Curt reached out and banged his knuckles on the corner of the metal box. The thing in the dark with him moved. He heard the hiss and imagined the ridge of bristles on its crest shivering as its shoulders twitched. He heard its saggy hi
de thump against the wall like a carpet being turned back. It sniffed again. In his direction. Curt fumbled with the cabinet and ran his hand over the switches. Which had tripped? It had to be the main, but which was the main—the snuffling came again—top or bottom? He ran his hand over them, row after row of switches—for the laundry, the den, the kitchen, the driveway floods—all obediently thrown. He was reminded of the children’s game that had always seemed sinister—this little piggy went to the market, this little piggy stayed home... It was a story of separation, isolation, of denying the benefits of the tribe. What was the phrase, that most excellent euphemism? Natural selection. That meant one lived and one died. One survived by escaping the predators, not by celestial design, but evolutionary whim, cosmic hiccup.
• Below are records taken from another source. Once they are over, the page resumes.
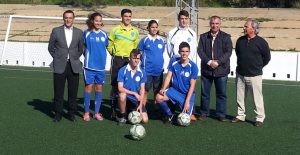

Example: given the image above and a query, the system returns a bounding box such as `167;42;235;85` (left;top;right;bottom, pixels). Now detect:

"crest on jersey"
157;44;162;49
184;72;190;77
188;37;192;42
135;76;141;82
131;32;134;37
101;37;105;42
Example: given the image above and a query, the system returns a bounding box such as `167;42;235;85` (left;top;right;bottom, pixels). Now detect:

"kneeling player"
156;42;198;124
117;49;148;125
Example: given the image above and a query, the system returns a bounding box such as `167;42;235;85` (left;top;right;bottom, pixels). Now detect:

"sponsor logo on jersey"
135;76;141;82
101;37;105;42
157;44;162;49
184;72;190;77
131;32;134;37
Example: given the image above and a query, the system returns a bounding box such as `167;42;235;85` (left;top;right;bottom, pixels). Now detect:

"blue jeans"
200;76;228;117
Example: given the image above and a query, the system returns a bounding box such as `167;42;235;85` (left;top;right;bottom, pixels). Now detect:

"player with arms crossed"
117;49;148;125
138;20;165;115
83;13;108;121
107;9;139;119
156;42;198;124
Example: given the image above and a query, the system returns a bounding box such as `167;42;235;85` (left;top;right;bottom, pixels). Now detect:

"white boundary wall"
0;42;300;81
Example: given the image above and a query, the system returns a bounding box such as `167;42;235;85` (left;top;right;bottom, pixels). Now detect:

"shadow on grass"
27;98;111;120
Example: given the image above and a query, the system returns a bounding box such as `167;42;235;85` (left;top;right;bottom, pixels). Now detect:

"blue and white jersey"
83;30;108;71
167;27;200;64
168;57;198;94
117;64;147;93
138;34;165;76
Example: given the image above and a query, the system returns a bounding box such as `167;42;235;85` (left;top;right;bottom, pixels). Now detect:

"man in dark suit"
48;10;83;122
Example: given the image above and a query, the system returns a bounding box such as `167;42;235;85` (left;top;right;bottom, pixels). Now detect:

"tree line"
0;0;300;8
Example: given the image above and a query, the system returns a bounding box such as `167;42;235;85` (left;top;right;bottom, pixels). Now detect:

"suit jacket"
198;31;232;77
48;25;83;74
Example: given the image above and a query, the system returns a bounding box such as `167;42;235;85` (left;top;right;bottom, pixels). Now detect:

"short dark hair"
147;20;159;34
209;15;221;23
177;10;190;20
130;49;142;57
85;12;103;30
121;9;132;16
63;10;75;17
178;42;190;53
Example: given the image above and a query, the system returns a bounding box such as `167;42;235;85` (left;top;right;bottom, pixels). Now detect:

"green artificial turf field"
0;66;300;154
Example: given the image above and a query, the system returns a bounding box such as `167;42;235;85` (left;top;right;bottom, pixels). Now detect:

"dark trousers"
200;76;228;117
53;61;79;115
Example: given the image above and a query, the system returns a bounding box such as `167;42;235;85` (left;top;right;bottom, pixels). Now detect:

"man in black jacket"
198;16;232;122
231;19;271;127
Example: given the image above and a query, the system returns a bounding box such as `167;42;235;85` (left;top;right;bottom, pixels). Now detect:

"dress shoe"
198;114;207;121
53;114;62;122
231;118;243;123
218;117;228;122
254;121;263;127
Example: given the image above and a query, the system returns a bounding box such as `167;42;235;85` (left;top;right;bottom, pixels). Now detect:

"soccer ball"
177;113;191;126
128;111;142;124
129;124;146;140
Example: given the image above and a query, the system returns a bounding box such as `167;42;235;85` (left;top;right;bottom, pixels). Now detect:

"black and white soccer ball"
128;111;142;124
129;124;146;140
177;113;191;126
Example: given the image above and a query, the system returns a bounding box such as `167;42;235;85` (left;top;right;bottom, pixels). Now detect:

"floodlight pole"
0;15;12;66
175;0;199;36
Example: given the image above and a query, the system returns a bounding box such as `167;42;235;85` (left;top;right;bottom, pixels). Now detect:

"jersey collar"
147;34;161;41
126;63;142;72
120;24;133;30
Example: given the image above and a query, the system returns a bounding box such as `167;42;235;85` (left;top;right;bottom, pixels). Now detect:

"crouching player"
156;42;198;124
117;49;148;125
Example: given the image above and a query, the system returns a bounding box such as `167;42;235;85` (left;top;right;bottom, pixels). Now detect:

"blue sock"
95;92;102;114
84;92;91;112
159;102;173;116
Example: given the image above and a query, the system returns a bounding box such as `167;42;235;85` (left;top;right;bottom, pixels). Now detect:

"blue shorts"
145;74;163;92
126;95;147;113
83;69;105;85
166;87;195;115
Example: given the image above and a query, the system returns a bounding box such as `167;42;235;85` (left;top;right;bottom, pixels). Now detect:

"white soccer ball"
177;113;191;126
128;111;142;124
129;124;146;140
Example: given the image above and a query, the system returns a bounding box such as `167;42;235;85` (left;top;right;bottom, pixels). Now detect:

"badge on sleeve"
188;37;192;42
135;76;141;82
131;32;134;37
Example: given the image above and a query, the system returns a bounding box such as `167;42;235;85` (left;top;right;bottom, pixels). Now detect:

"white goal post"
0;15;158;70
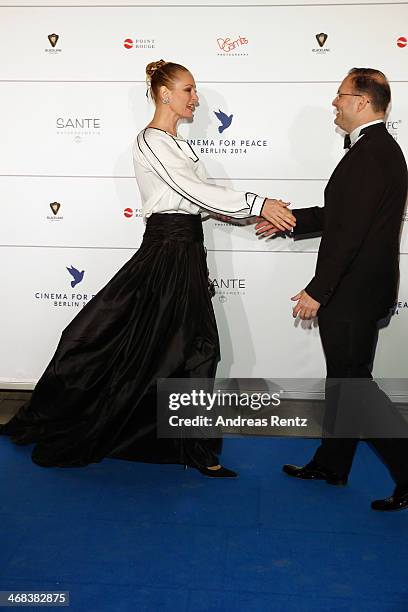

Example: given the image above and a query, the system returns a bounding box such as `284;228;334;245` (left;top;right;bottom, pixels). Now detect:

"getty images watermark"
157;379;309;438
168;389;307;428
157;378;408;439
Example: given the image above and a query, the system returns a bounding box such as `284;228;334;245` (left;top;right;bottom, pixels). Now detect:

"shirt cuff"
245;193;266;217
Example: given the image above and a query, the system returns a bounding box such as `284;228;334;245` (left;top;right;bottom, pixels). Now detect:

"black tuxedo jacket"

The thing snorted. It had scented him.
His fingers lit on the aberration among his fellows in the box and clicked it on just as he smelled the thing’s putrid odor, like eggs and piss and spoiled fruit, bad enough to make him choke.
The lights came on. There it was. And it was worse than he had ever dreamed. Filthy, deformed, hulking, tusked.
I’m going to die but I am going to go crazy and suffer first. And insanity will make the pain last forever and forever is soooooooooooooooooo long I won’t be able to take it but I’ll have to, I’ll have to, because there is nothing else and nowhere to escape—
And it was gone.
Curt heard faint cheers sift down through the floorboards. He sagged against the concrete wall and felt the black earth’s chill sweating through the foundation. The basement was silent. The light fortified him. The contents of the room were innocuous—washer, dryer, rack for drying delicates, wastebasket, cheery orange carton of detergent.